Hope that helps :slight_smile:
Best, Lukas

6 Likes

Hi @takbb,
Yes, I meant letters instead of characters, but now that you mentioned symbols I think there are some parenthesis and slashes in some of the strings, so I will need a solution that is able to cope with both scenarios.

Hi @B074534 , thanks for clarifying. Hopefully the workflow demo provided by @LukasS, can be adapted to your needs. A series of String Manipulation nodes using RegexMatcher can be given appropriate patterns to return the info.

As per @LukasS 's examples, regex classes could (for example) be:

"[0-9]*" - returns true if string contains only numerics
"[^0-9]*" - returns true if string contains only non-numerics

Additionally
"[A-Z]*" - returns true if string contains only Capital letters
"[a-z]*" - returns true if string contains only lower case letters
"[A-Za-z]*" - returns true if string contains only letters

"[A-z]*" - alternative to "[A-Za-z]*" , I think! Seems to work, anyway :thinking:

"[0-9A-Za-z]*" - returns true if string contains alphanumerics

"[0-9A-Za-z()\\\\ /-{}\\[\\]]*" - returns true if string contains alphanumerics plus a few other characters
( ) \ / - { } [ ] and space. image

Note the use of \\ to “escape” various characters that are otherwise interpreted by regex.
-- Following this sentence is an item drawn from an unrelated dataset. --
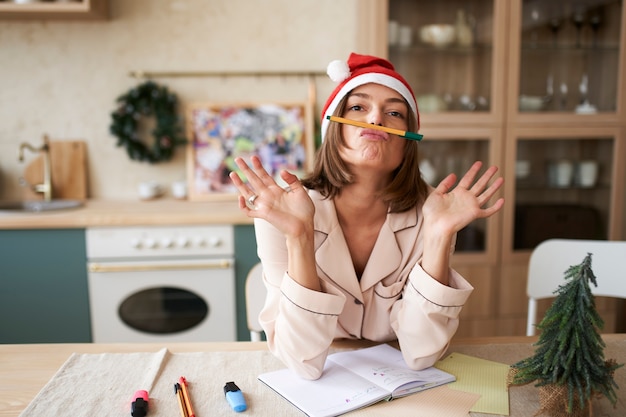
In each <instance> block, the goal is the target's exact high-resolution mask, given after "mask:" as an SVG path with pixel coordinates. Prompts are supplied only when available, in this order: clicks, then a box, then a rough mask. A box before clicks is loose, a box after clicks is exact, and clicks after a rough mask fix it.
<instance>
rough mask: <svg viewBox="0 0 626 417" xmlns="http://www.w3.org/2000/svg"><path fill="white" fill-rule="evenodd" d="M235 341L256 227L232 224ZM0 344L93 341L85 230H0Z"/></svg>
mask: <svg viewBox="0 0 626 417" xmlns="http://www.w3.org/2000/svg"><path fill="white" fill-rule="evenodd" d="M234 240H235V276H236V302H237V340H249V339H250V333H249V331H248V326H247V322H246V309H245V306H246V303H245V282H246V277H247V275H248V271H249V270H250V269H251V268H252V266H253V265H254V264H256V263H257V262H258V261H259V259H258V257H257V253H256V238H255V235H254V226H252V225H247V224H243V225H235V226H234ZM0 248H1V249H0V265H2V267H1V268H0V343H84V342H91V324H90V316H89V294H88V288H87V281H88V280H87V266H86V259H87V254H86V249H85V248H86V246H85V229H83V228H71V229H45V230H44V229H14V230H0Z"/></svg>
For every single \ that you want to use in the regex, you need to enter it twice as it is interpreted first off by the client parser ( which strips out one \ and then passes it on to regex )… This means that for every \\ that appears in the regex pattern, a single \ will be passed to regex itself.

In other words, the pattern
[0-9A-Za-z()\\\\ /-{}\\[\\]]*

will be passed to regex as
[0-9A-Za-z()\\ /-{}\[\]]*

You might find some “special” characters appear not to need escaping, such as the { } in my example, and there may be some slightly trial and error, or you might find it easier to escape all regex special characters. That’ll possibly work too.
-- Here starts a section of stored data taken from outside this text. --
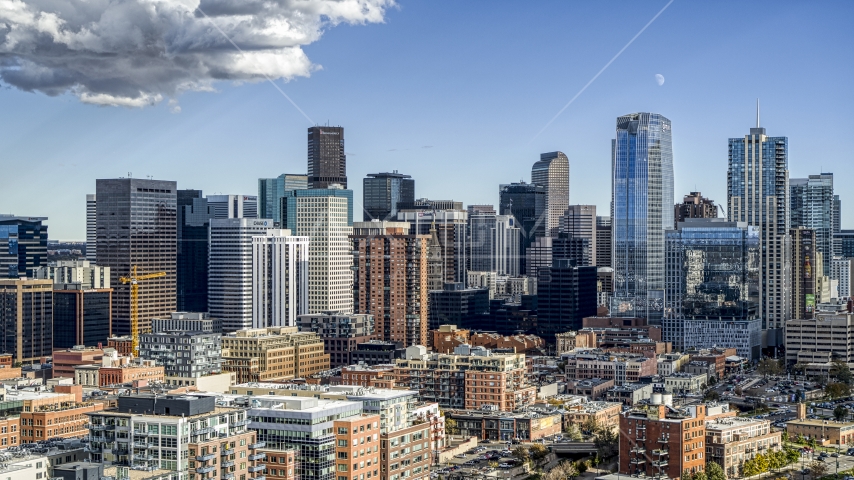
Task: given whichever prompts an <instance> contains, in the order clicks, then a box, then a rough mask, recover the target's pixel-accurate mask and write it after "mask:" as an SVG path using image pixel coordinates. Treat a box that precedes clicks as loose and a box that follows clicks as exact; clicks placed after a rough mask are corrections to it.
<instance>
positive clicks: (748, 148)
mask: <svg viewBox="0 0 854 480" xmlns="http://www.w3.org/2000/svg"><path fill="white" fill-rule="evenodd" d="M788 143H789V142H788V139H787V138H786V137H769V136H767V135H766V134H765V129H764V128H762V127H760V126H759V103H758V102H757V104H756V128H751V129H750V133H748V134H747V135H745V136H744V137H743V138H730V139H729V161H728V162H729V166H728V168H727V205H728V206H727V219H728V220H729V221H731V222H747V224H748V225H749V226H752V227H755V228H757V229H758V230H759V242H760V245H761V249H760V251H761V256H760V259H759V275H760V282H759V302H760V305H759V317H760V318H761V319H762V329H763V338H762V345H763V347H765V346H777V345H781V344H782V341H783V338H782V336H783V333H782V332H783V327H784V322H785V321H786V320H788V319H791V318H792V317H791V314H792V312H791V295H790V288H791V267H790V259H791V254H792V252H791V238H790V237H789V208H790V207H789V166H788V164H789V158H788V157H789V152H788V150H789V149H788Z"/></svg>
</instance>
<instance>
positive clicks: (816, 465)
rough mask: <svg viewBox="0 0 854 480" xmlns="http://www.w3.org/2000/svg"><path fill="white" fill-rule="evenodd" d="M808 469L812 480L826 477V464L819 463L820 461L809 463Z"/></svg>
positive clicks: (826, 468) (823, 462)
mask: <svg viewBox="0 0 854 480" xmlns="http://www.w3.org/2000/svg"><path fill="white" fill-rule="evenodd" d="M809 469H810V475H812V478H813V479H814V480H817V479H819V478H821V477H823V476H825V475H827V470H828V469H827V464H826V463H824V462H822V461H820V460H814V461H813V462H812V463H810V465H809Z"/></svg>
I hope that helps rather than confuses! :wink:

3 Likes

Hi both,

Thanks for your help I am new to REGEX and for some reason the workflow that @LukasS shared didn’t work to classify the “only not numbers” category with the command:
"[^0-9]*" - returns true if string contains only non-numerics
which I replaced with the:
"[A-Za-z]*" - returns true if string contains only letters
from @takbb post, to create an “Only letters” category which in theory should do the same and this did the trick!
Thanks again for your prompt help.
Highly appreciated.

2 Likes

Here is the amended workflow that I used in case anyone find it useful in the future, I added an extra node at the beginning to remove any spaces (either at the start, middle or the end of the string) and also a filter node at the end to keep only one column called “columntype”.

columntype_classification_with_Regex.knwf (14.5 KB)

2 Likes

Hi @B074534 , You are welcome, and I see what you are saying. The pattern [^0-9]* returns True if the entire string is ONLY non-numerics but will return False if there is at least one digit in it, so yes “only not numbers” is potentially a misnomer.

I can’t think of a regex pattern that will itself return True if there is at least one non-digit (even if there are also actually digits). There are many on this forum better than me with regex too, though so if there is a way they will hopefully provide an example! Until then, there is a way to do this with String Manipulation, by negating the return from [0-9]* as follows:
regexMatcher($string-column$,"[0-9]*").equals("True")?"False":"True"

This uses the “java ternary operator” also known as a shorthand if statement and basically says 'if the return from the regexMatcher function is “True”, then return “False”, otherwise return “True” ’

So it will return “False” if the string is entirely digits, and “True” otherwise.

You could obviously apply that same mechanism to any of the regex strings to reverse the True/False return.

1 Like

After some more thinking and tinkering, the following regex should return True for anything that contains at least one non-numeric:

regexMatcher($string-column$, ".*[^0-9]+.*")

2 Likes

This topic was automatically closed 7 days after the last reply. New replies are no longer allowed.